Your frying pan should be heated to medium-high heat. Allow it time to heat up before you add the meat. Instead of adding oil to the frying pan, instead brush your meat with oil. Chef Marco Pierre White suggests crushing a beef stock cube and mix it with the oil before brushing. The length of cooking time will be determined by the size and cut of the steak, as well as your cooking preference. We will address this later.

You should only turn the steak once. This will help seal in the juices and avoid dry meat.

How can you tell when it’s done? It’s all in the feel! Quite literally, you can use your hands to figure out how well (or not) your meat is cooked. You can use your utensil to press the meat and compare it to your hand. Feel the area between your thumb and palm – that’s what rare meat feels like.
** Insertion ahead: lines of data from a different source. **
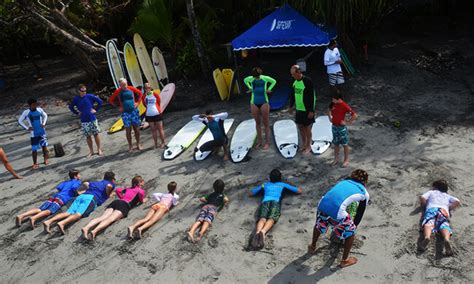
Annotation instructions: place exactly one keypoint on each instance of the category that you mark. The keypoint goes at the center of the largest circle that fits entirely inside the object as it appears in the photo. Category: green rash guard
(259, 88)
(304, 96)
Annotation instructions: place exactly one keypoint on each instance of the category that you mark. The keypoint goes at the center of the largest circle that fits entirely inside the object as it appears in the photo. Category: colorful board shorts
(38, 142)
(131, 118)
(270, 210)
(84, 205)
(52, 204)
(90, 128)
(336, 78)
(438, 218)
(207, 214)
(340, 135)
(343, 228)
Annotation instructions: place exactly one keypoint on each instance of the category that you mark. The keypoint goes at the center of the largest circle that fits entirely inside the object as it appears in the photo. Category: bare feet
(190, 238)
(18, 221)
(348, 262)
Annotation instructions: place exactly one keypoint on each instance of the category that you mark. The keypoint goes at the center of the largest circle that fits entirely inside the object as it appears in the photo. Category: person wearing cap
(85, 106)
(332, 212)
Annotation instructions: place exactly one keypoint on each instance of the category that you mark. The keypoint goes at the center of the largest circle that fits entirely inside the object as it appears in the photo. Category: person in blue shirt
(96, 193)
(67, 191)
(83, 105)
(215, 123)
(36, 118)
(270, 208)
(332, 212)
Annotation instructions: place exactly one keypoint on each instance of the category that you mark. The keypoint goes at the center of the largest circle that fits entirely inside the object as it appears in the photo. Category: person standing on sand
(337, 115)
(96, 193)
(304, 99)
(332, 61)
(259, 106)
(128, 100)
(36, 118)
(153, 115)
(332, 212)
(83, 105)
(270, 208)
(438, 205)
(8, 166)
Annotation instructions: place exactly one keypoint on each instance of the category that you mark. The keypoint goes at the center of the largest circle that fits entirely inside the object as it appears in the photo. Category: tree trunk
(203, 58)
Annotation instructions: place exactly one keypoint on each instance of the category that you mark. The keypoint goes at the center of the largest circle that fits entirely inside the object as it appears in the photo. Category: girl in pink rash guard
(165, 202)
(118, 209)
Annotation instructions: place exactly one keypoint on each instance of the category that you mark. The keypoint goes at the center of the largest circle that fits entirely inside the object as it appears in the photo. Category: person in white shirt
(436, 217)
(332, 61)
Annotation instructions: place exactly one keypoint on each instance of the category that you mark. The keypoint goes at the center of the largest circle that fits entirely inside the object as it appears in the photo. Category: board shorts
(301, 118)
(343, 228)
(38, 142)
(270, 210)
(336, 78)
(52, 204)
(155, 118)
(131, 118)
(340, 135)
(207, 214)
(84, 205)
(90, 128)
(158, 206)
(121, 206)
(438, 218)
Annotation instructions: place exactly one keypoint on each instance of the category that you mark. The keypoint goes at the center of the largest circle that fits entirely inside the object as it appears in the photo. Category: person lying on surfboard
(215, 123)
(270, 208)
(128, 100)
(166, 201)
(259, 106)
(213, 203)
(153, 115)
(128, 198)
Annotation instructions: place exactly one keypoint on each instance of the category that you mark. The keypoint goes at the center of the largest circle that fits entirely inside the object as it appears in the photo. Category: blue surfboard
(279, 97)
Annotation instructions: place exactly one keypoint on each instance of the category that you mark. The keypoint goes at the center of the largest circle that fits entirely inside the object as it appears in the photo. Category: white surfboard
(207, 136)
(183, 139)
(115, 64)
(286, 137)
(321, 135)
(243, 140)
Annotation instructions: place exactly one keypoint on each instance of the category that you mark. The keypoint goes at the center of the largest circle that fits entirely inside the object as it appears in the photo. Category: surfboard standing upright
(115, 64)
(145, 62)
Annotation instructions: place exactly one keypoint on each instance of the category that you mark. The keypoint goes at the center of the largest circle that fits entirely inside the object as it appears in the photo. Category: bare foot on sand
(348, 262)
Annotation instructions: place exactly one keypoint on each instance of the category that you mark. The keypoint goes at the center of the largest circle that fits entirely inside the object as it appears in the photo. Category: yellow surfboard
(220, 84)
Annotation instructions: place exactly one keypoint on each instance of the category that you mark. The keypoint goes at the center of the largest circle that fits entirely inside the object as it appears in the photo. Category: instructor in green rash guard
(304, 99)
(258, 87)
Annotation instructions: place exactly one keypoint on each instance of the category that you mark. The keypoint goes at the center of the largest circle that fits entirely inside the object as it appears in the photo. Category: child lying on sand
(213, 203)
(436, 217)
(165, 202)
(67, 190)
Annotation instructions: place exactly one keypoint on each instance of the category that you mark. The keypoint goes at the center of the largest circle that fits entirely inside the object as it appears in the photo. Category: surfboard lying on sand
(279, 97)
(183, 139)
(114, 62)
(322, 135)
(243, 140)
(145, 62)
(286, 137)
(206, 137)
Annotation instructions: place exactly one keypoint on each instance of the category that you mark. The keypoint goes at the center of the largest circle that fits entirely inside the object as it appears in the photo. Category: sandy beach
(433, 105)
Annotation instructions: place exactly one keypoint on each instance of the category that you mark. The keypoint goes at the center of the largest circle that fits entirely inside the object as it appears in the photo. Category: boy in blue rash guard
(269, 209)
(332, 212)
(215, 122)
(67, 191)
(83, 105)
(96, 193)
(257, 84)
(36, 118)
Bring your pinky to your thumb and feel that area. That’s what well-done feels like. Rare is how it feels when you bring your index finger to your thumb. Alternatively, you can use a food thermometer and you’ll find a handy guide here.

Allow it to rest for a few minutes before you dig in.

The Right Cook For the Right Cut

Every meat is different. Of course, preference will always come into play, but the majority of meat-eaters, chefs, and butchers tend to agree on which cut is right for which cook. Let’s break it down.

Rare
Flatiron steak
Top sirloin steak
Medium-Rare
Ribeye
New York Strip
Porterhouse
Flank
Sirloin flap
Top round
Chuck eye
Hanger
Filet mignon
Medium
Chuck flap
Skirt
Chuck short rib

Bear this in mind the next time you’re in a restaurant and the wait staff asks you how you like your steak cooked. Of course, you can experiment at home with the right cut and the right cook and determine your tastes as well.

So, what do these meats look like when cooked? You have probably heard someone mention or reference a blue steak. What does that mean? It’s literally just warm. The meat will look almost purple. Rare, on the other hand, offers slight spongy resistance and is dark red and juicy. While the medium-rare does offer slight flowing juices, it’s only pink and has a slight spring. If you prefer your steak pale pink with little juices, then medium is the right option for you. Finally, well-done. Done properly, a well-done steak should still be moist and juicy with a slight trace of pink.

When you’re cooking, you should remember how the weight and size of your steak dictate the cooking time. We can offer you a guideline, based on steaks that are 3.5 cm thick.

Blue steak
cook for just 90 seconds on each side.
Rare steak
each side should be cooked for around two minutes and 15 seconds.
Medium-rare
cook for three minutes and 15 seconds on each side.
Medium
cook for four and a half minutes on each side.
Well-done
each side should be given around five minutes on each side.

These cooking times should be altered for thinner or thicker cuts of meat.

Meat to Avoid Rare

Certain meats should not be eaten rare. In particular, ground meats, whether it’s beef or otherwise. The reason for this is the grinding process can introduce new bacteria to the surface of the meat. So, the burger place that brags about serving rare burgers? Either give it a swerve or insist on a well-done burger!